Caía cada vez más despacio. Su cuerpo parecía formar parte de lo que se avecinaba, y él se convertía en una parte del instante y en cuanto tal el rugido que se alzaba dentro y alrededor de él le pertenecía.

Cielo e infierno, habían dicho. El cielo para los buenos, el infierno para los malos. Era cierto, en la Tierra existía el bien y el mal. A lo mejor tenían razón, a lo mejor existían el cielo y el infierno. Pero no había angelitos en ningún sitio, ni tampoco unos seres con cuernos que te asaban en calderas. Cielo e infierno, así lo había entendido él, eran formas de expresión subjetivas del Yo pasado. El que había logrado la armonía consigo mismo y el mundo se sentiría mejor. Hallaría la paz. En un largo, largo segundo. Eso era el cielo. Alguien que fuera de espíritu impuro, se abrasaría a sí mismo. Eso era el infierno.

Desde allí arriba lo veía todo con claridad meridiana.

La felicidad era un día de verano en la infancia, en el que los adultos veían por televisión el mundial de fútbol y repartían flotadores en la piscina. Un día caluroso, con helado, con limonada. Con gritos estridentes. Y con risas.

La felicidad era un día de invierno en el que, en lugar de estar en el colegio, viajabas con tus padres en un tren nocturno por Italia. Nieve y niebla y una imponente estación de ferrocarril. Un compartimiento de tren y un cómic. Fuera, frío. Dentro, calor.

Vio un espejo que volaba hacia él. Se vio a sí mismo. Entró en sí mismo.
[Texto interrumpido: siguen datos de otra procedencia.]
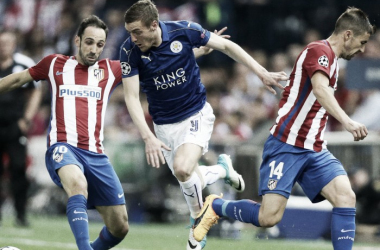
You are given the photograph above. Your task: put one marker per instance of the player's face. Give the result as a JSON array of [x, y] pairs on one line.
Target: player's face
[[7, 45], [91, 45], [144, 37], [354, 45]]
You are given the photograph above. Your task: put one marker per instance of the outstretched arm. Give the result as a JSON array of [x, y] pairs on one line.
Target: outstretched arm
[[231, 49], [203, 50], [15, 80], [325, 96], [153, 146]]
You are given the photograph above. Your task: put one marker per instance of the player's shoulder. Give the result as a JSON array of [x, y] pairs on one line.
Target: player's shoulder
[[320, 46], [23, 60]]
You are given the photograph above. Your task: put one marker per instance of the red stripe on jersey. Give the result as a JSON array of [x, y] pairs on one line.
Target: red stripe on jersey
[[81, 104], [59, 109]]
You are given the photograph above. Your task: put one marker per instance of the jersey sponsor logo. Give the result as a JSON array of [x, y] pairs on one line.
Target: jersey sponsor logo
[[176, 46], [125, 68], [146, 57], [80, 91], [272, 184], [170, 80], [99, 74], [323, 61]]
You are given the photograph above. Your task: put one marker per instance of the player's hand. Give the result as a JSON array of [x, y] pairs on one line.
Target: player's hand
[[207, 50], [358, 130], [153, 152], [272, 79]]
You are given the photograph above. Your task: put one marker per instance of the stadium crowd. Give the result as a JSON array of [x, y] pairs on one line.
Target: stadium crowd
[[273, 32]]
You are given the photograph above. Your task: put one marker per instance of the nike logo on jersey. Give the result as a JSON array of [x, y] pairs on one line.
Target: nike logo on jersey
[[191, 245], [78, 212], [190, 195], [146, 57], [346, 231]]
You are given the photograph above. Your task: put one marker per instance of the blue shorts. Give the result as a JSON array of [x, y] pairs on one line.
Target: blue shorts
[[284, 164], [104, 187]]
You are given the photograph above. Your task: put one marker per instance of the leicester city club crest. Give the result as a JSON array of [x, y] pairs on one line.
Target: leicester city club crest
[[176, 46]]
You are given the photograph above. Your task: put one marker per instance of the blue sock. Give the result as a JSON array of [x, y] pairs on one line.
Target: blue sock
[[343, 228], [105, 240], [242, 210], [76, 212]]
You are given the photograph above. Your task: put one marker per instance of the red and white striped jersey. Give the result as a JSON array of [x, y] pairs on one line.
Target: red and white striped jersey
[[79, 98], [301, 118]]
Vio el Pabellón de la Secesión envuelto. La torre del Danubio. La noria gigante. Vio la cama en la plaza Heldenplatz, diminuta. La escultura de televisores en los jardines de Belvedere, casi irreconocible.
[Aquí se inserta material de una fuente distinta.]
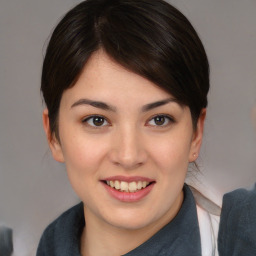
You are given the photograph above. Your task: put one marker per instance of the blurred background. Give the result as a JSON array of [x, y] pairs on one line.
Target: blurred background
[[34, 189]]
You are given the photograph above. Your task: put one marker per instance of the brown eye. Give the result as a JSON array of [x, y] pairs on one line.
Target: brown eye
[[160, 120], [96, 121]]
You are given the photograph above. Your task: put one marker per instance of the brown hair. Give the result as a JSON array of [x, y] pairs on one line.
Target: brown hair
[[150, 38]]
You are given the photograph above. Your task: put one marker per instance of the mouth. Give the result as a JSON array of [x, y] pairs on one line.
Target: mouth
[[129, 187]]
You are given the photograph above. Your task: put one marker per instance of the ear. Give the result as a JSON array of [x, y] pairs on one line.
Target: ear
[[53, 142], [197, 137]]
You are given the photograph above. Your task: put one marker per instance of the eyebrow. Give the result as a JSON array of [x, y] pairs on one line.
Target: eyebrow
[[105, 106], [96, 104], [156, 104]]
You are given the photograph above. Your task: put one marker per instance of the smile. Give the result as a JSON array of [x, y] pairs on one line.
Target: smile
[[124, 186]]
La felicidad también era que de pequeño te llevasen de un lado a otro en el cochecito para niños. Mirar a los mayores, escuchar sus voces, admirar muchas cosas nuevas, que rostros desconocidos te saludaran y sonrieran. Estar sentado allí y viajar al mismo tiempo, con algo dulce en la mano, y con el sol calentándote las piernas. Y quizá toparte en otro cochecito infantil con la niña de pelo ensortijado, y pasar uno delante del otro y saludarse con la mano y saber, es ella, es ella, la mujer que amaré.